Seminar:  DGA-based Botnets: Discovery, Classification, and Tracking

Date:February 25, 2013 
Talk Title:DGA-based Botnets: Discovery, Classification, and Tracking
Speaker:Robert Perdisci, Assistant Professor at the University of Georgia
Time & Location:12:00pm - 1:00pm
CIC Building, Pittsburgh


Lightweight network-based malware detection systems are often based on static domain name blacklists. Because such systems have seen a good level of success in the recent past, malware authors have begun employing domain generation algorithms (DGAs) to dynamically produce large numbers of pseudo-random command and control (C&C) domains, of which only a small subset is actually registered and successfully resolves to the current C&C servers. Furthermore, these pseudo-random C&C domains are active for only short periods of time, thus rendering detection approaches that rely on static domain blacklists ineffective. Clearly, if we knew how a DGA works we could generate all domains ahead of time and still identify and block the malware C&C traffic. However, this usually requires reverse engineering the malware executables, which is not always feasible.
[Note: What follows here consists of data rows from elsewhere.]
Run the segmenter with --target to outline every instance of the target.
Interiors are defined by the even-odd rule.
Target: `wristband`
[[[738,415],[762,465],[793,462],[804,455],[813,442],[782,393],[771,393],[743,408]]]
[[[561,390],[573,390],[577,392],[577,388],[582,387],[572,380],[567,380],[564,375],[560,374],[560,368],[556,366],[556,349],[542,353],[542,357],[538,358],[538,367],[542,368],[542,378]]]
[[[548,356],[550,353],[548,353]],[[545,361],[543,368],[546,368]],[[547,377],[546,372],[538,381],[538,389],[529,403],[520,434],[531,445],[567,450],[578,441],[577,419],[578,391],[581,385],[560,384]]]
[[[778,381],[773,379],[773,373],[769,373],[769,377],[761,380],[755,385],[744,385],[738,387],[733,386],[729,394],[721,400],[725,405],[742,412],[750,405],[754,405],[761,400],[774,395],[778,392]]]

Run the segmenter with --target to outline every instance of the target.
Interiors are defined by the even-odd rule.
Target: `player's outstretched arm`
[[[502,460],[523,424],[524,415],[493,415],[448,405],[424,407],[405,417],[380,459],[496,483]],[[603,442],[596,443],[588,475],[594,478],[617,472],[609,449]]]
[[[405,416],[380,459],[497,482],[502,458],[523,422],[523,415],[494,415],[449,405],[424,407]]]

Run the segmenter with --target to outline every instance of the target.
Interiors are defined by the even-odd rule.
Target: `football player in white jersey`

This talk presents a novel system capable of detecting pseudo-random domains generated by DGA-based malware without reversing. A key observation is that most DGA-generated domains that a malware queries are not actually registered and would therefore result in "non-existent domain" responses (NXDs). Our approach uses a combination of clustering and classification algorithms. The clustering algorithm groups NXDs based on the similarity in the domain name strings as well as similarities in the groups of machines that queried them. This allows us to discover sets of NXDs generated by previously unknown DGA-based malware. The classification algorithm is used to label NXDs related to previously identified DGAs, and to enable the detection of active DGA-generated C&C domains. We have implemented a prototype system and evaluated it on real-world DNS traffic obtained from large ISPs hosting millions of machines. Over a period of about fifteen months, our system was able to discover several previously unknown DGA-based malware and allowed us to detect and classify DGA-generated C&C domains with high accuracy.

Speaker Bio

Roberto Perdisci is an Assistant Professor in the Computer Science department at the University of Georgia, an Adjunct Assistant Professor in the Georgia Tech School of Computer Science, and a faculty member of the UGA Institute for Artificial Intelligence. Before joining UGA he was Post-Doctoral Fellow at the College of Computing of the Georgia Institute of Technology, and Principal Scientist at Damballa, Inc., a network security company based in Atlanta, GA. 

Dr. Perdisci is a recipient of the 2012 NSF CAREER Award. His research interests are in Computer and Network Security, and in Machine Learning/Data Mining techniques for efficient analysis and modeling of large datasets. In particular, he has been focusing on modeling and detecting Botnets based on their network behavior.